# Dynamic Agent Rate Limiting

## Akto's Next-Gen Agent Rate Limit Discovery

Traditional rate limits require predefined request-per-minute (RPM) thresholds per endpoint. At scale (hundreds of agent components), this is impractical. As agentic systems evolve, traffic patterns change dramatically, making static limits brittle and ineffective.

Agent traffic varies significantly by component type (e.g., `/chat-agent` vs `/data-retrieval-agent`) and over time (e.g., peak usage hours, marketing campaigns, or viral AI features).
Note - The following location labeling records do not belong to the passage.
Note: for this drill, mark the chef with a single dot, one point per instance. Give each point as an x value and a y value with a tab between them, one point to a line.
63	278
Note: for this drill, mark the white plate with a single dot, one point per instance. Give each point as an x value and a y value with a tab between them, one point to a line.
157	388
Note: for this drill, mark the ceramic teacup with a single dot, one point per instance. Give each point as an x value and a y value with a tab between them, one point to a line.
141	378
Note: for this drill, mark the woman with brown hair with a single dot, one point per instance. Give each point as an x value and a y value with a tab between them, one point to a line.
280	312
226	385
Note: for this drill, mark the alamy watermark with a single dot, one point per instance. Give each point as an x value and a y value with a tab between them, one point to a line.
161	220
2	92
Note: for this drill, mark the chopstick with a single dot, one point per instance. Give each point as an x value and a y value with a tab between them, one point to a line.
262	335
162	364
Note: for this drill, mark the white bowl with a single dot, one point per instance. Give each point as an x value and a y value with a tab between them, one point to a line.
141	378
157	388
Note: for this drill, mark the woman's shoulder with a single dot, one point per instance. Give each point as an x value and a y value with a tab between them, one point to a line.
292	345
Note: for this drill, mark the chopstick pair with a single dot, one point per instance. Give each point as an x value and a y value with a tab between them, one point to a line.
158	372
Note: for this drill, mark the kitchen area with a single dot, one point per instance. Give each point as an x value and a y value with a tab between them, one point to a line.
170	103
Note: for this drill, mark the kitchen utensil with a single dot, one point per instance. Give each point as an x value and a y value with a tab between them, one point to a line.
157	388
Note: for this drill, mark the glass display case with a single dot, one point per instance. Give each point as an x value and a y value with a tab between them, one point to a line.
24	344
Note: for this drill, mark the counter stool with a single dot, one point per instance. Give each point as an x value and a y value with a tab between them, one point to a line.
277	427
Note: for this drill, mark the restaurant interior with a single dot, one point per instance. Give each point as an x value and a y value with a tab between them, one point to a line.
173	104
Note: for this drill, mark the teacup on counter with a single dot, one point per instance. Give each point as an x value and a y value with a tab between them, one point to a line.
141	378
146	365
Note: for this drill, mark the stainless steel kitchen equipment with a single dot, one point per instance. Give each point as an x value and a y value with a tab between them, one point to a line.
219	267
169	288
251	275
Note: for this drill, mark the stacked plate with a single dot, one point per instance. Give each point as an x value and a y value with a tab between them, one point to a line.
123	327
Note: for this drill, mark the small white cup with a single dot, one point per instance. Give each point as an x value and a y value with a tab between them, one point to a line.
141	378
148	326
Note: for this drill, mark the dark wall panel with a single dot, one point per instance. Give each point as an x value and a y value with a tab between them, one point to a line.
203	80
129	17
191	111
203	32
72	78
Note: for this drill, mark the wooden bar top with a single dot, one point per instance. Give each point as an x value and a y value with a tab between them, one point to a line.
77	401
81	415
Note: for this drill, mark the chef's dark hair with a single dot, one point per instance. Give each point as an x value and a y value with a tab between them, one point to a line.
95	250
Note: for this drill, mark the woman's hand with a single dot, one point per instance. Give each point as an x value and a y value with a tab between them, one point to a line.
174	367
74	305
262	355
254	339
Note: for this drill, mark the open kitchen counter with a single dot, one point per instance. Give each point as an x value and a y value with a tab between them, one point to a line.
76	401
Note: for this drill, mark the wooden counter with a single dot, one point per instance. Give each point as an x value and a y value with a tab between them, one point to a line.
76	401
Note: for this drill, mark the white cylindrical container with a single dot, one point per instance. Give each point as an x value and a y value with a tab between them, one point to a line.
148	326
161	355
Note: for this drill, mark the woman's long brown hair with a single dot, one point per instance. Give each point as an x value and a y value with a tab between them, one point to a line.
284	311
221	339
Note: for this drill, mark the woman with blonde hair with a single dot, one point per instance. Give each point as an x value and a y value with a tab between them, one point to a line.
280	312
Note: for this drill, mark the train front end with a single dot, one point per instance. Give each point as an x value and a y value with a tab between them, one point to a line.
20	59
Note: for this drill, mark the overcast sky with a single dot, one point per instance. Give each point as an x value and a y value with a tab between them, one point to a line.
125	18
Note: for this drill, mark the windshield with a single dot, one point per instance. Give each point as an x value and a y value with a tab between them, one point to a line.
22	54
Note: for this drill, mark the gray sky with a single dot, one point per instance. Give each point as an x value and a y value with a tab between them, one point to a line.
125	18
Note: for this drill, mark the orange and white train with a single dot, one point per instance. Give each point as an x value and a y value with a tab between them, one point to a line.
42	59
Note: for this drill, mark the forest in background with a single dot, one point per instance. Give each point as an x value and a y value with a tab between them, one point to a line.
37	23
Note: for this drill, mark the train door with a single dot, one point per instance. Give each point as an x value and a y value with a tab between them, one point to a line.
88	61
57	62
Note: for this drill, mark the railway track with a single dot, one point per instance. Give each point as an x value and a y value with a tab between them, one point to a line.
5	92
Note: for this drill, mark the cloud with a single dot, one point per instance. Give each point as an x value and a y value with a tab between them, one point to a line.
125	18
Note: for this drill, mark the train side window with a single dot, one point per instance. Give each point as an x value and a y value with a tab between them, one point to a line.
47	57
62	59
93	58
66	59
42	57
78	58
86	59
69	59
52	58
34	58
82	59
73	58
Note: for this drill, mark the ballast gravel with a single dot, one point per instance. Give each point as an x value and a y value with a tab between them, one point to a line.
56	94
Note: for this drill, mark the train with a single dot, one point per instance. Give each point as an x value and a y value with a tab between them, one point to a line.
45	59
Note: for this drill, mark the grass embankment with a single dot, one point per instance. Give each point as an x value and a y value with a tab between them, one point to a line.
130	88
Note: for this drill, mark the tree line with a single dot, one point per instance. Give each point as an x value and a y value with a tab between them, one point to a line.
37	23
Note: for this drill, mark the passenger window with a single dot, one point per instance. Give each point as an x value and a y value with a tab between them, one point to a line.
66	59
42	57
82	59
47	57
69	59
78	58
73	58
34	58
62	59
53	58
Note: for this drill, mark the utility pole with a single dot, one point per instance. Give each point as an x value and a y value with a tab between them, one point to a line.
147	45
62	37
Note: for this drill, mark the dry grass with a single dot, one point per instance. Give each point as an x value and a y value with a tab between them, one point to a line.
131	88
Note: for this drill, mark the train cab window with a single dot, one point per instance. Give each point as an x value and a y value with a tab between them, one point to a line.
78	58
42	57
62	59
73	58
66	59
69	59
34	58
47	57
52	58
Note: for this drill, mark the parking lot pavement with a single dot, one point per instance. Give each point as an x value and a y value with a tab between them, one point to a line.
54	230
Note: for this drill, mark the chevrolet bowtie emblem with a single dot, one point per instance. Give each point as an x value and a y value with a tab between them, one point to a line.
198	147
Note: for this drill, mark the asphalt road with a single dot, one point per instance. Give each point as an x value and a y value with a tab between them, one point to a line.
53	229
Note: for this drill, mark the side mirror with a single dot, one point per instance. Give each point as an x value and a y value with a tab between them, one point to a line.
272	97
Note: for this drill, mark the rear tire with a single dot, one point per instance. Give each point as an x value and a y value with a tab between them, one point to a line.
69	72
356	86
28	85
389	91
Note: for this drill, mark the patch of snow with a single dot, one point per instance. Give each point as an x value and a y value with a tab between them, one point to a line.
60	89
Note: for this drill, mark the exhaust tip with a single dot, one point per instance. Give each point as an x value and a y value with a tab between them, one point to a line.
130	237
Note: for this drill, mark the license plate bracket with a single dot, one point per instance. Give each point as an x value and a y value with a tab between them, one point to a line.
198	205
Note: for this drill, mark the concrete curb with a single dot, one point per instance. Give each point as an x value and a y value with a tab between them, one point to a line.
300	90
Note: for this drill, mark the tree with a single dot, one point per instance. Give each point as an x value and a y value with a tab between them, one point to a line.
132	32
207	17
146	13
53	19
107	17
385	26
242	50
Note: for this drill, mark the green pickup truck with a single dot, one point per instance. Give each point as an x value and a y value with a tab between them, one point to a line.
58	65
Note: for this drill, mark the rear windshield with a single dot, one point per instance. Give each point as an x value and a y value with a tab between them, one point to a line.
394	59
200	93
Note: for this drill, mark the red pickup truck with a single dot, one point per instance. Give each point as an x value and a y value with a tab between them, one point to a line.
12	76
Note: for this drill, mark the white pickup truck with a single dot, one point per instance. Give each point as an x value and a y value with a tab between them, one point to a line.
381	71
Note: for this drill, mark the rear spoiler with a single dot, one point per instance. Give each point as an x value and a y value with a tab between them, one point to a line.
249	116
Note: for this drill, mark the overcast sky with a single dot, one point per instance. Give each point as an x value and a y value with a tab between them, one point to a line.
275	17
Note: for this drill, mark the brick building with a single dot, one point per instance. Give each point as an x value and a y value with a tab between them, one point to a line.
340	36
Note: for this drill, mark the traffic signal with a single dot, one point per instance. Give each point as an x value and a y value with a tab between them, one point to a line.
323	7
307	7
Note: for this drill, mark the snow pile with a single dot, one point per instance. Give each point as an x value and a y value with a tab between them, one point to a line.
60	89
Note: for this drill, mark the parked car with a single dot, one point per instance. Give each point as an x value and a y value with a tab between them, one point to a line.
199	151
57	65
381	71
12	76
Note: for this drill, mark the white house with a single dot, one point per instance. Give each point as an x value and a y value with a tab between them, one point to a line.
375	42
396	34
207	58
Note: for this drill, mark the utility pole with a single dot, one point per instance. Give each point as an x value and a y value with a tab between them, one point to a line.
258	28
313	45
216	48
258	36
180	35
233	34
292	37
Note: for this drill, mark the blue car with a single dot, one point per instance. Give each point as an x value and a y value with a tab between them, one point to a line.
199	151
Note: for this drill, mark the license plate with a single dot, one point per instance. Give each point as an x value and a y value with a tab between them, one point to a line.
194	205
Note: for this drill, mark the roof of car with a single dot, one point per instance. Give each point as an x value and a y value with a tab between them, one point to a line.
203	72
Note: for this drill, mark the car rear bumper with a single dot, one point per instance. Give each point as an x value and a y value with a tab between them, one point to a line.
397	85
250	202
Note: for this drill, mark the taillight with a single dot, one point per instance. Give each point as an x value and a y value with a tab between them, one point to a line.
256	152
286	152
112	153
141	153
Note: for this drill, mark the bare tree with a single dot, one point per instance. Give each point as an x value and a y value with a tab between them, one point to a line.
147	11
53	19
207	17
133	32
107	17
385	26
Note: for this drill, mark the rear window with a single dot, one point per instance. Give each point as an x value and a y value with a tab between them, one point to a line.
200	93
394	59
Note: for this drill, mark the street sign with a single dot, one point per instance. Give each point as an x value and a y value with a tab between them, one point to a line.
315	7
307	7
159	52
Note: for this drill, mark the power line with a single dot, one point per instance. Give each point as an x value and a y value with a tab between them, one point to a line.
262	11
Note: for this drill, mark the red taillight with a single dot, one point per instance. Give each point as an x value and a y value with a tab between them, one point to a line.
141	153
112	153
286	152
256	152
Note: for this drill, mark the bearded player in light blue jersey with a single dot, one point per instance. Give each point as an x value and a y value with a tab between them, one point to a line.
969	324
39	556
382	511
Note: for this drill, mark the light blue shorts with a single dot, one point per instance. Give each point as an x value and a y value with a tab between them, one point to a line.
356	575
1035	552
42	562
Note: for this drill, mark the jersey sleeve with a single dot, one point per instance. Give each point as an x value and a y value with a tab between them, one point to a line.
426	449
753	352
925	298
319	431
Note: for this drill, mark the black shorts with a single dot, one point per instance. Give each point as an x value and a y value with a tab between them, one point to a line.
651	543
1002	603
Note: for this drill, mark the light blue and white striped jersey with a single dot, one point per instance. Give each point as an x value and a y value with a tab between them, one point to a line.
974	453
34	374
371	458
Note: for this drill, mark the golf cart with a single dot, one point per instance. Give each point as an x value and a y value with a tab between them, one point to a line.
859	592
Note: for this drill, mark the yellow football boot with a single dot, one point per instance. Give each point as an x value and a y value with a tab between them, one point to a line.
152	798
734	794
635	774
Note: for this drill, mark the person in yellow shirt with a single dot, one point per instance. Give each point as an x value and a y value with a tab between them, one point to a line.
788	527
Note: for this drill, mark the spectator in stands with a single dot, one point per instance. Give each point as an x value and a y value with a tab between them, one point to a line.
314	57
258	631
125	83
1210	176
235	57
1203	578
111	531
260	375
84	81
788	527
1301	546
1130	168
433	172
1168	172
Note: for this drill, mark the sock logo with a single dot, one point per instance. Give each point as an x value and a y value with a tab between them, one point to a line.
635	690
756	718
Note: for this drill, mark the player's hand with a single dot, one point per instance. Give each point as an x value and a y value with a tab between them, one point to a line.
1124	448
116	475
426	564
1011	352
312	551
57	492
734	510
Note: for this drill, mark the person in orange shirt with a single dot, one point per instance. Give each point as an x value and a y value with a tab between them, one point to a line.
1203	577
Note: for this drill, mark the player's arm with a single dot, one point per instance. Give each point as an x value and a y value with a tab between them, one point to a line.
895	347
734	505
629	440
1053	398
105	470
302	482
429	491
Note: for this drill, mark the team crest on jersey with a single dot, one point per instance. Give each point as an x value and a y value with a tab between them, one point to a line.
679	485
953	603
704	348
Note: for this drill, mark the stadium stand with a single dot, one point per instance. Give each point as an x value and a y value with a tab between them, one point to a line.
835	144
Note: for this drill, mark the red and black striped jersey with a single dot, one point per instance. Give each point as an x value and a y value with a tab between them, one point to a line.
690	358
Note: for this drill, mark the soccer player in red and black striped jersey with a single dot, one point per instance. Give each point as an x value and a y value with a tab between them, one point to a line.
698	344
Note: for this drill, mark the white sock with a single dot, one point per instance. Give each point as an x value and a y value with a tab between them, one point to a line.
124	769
Akto learns per-component baselines and adapts as patterns shift, providing intelligent protection against agent abuse.

## Key Innovations

**Adaptive Learning**: Learns real agent usage patterns over time

* Analyzes historical invocation patterns for each agent component
* Distinguishes between normal usage spikes and abusive behavior
* Continuously updates baselines as your agentic system evolves

**Component-Specific Baselines**: Builds per-component rate limits

* Different limits for different agent types (chat agents, tool agents, MCP servers)
* Accounts for varying computational costs of different agents
* Adapts to individual component characteristics

**Dynamic Adaptation**: Adjusts to traffic spikes and longer-term shifts

* Handles legitimate usage increases gracefully
* Detects and blocks abnormal agent invocation patterns
* Protects against resource exhaustion and denial-of-service

## How to Configure

By default, Akto Guardrail Protection applies a global rate limit rule to all agent components.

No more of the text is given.